EROTISMO TRANSGRESSOROlhos Livres, de Fábio Rogério

por Otávio Osaki Cruz

Apaziguado do olhar, envolto pela escuridão, um corpo feminino nu dança e vibra ao som da melodia de fundo. O primeiro minuto de Olhos Livres, de Fábio Rogério nos atiça o olhar e convida a enxergar aquilo que resplandece na escuridão, aquilo que se  movimenta e move o mundo em todas suas esferas de complexidade: o corpo.

Com uma reorganização dos arquivos que contaram com a presença de Carlos Reichenbach, artista e cineasta brasileiro com notável carreira em São Paulo no Cinema da Boca do Lixo, Rogério rearticula e revisiona as obras desse diretor, dando ênfase, no curta, aos caráteres político e contestador, ambos intimamente ligados ao corpo e à sua imposição, presentes nesses arquivos. A partir disso, começa-se a explorar as potencialidades do sexo, da sexualidade e do erotismo, todos como libertadores do condicionamento imposto pelos olhares moralistas e conservadores, dos olhares que aprisionam, buscando ditar como devemos nos (com)portar e nos posicionar diante do mundo.

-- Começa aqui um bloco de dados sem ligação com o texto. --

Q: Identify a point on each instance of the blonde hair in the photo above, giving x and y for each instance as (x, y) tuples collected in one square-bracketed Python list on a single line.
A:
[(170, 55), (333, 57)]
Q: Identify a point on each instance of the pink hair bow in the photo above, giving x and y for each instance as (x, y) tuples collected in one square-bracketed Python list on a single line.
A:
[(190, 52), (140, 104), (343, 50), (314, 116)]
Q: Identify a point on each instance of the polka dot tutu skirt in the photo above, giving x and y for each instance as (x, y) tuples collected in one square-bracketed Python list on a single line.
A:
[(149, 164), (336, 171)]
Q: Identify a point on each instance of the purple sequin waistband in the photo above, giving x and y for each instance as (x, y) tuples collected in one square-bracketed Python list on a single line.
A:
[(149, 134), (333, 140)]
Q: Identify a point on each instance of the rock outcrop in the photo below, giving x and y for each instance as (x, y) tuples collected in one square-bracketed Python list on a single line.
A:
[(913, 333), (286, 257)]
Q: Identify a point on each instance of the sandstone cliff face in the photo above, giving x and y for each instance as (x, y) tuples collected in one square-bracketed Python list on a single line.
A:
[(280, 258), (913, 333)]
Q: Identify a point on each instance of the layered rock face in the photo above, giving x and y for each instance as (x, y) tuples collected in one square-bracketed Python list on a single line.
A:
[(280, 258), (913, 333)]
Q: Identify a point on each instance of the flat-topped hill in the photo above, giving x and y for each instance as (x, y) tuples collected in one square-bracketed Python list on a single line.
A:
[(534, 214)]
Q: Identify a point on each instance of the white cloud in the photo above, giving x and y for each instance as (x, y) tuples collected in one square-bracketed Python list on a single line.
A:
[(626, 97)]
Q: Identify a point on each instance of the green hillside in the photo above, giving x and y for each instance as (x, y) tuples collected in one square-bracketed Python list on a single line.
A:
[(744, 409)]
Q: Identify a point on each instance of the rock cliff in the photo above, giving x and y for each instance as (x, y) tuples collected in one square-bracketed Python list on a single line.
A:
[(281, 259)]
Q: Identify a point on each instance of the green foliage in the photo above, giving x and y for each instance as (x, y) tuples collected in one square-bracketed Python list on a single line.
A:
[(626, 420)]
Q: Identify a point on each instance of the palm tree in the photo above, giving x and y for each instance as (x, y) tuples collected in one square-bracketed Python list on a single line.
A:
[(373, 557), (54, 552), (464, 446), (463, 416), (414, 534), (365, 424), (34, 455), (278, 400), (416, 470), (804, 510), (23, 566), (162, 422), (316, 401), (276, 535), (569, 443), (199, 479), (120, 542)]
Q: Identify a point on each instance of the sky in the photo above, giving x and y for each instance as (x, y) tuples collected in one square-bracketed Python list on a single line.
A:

Manifestos verbais e corporais preenchem o curta e o costuram com a exequibilidade política do cotidiano, como o trabalho, de maneira a forjar uma antítese à rigidez conservadora do olhar. Se o olhar, então, em seu sentido castrador, domestica, Rogério faz questão de concatenar cenas que dinamitam tal sentido, estabelecendo e edificando uma relação de não-sentido, como uma ode ao sentir dos corpos e do sexo.

Sentir é palavra-chave. Sentir é libertador. Sentir o prazer, a raiva, o sexo, a indignação e, principalmente, a transgressão. Livrar-se, despir-se, descondicionar-se das “pretensas verdades” da burguesia liberal, como afirma um personagem, é transgredir e contestar toda a domesticação dos corpos que são oprimidos pela violência do dia-a-dia, seja pela sexualidade, cor, raça ou gênero. É nesse sentido que a montagem e a trilha sonora do curta dialogam e criam a inquietação no espectador, convidando-o, mediante o incômodo ou o êxtase, a se posicionar e a questionar as suas verdades, quaisquer que elas sejam.

Libertando o olhar, o curta transita por muitas das obras do vasto repertório de Carlos Reichenbach, cuja heterogeneidade e inserção crítica às conjunturas históricas se refletem nessa remontagem. Não buscando uma unidade fechada e homogênea em si, algo que definitivamente encerraria a discussão, Rogério promove esta releitura e semeia leves dessincronias entre áudio e imagem no decorrer do projeto, de maneira a provocar e beliscar aquele que assiste. São fissuras e rupturas que abrem espaço para uma imersão reflexiva e livre para exploração dos sentidos.

“Eu gostaria demais de ver uma geração de provocadores, de rebeldes, de novos inventores e transgressores!”, é uma das provocações finais de Olhos Livres, um discurso de Reichenbach sobreposto a imagens de Avanti Popolo, filme com sua participação lançado dois anos após sua morte. Assim, incentivando o debate e a liberdade do corpo, tomando como base a libertação do olhar, temos um viva à arte erótica e à transgressão contínua das “pretensas verdades”.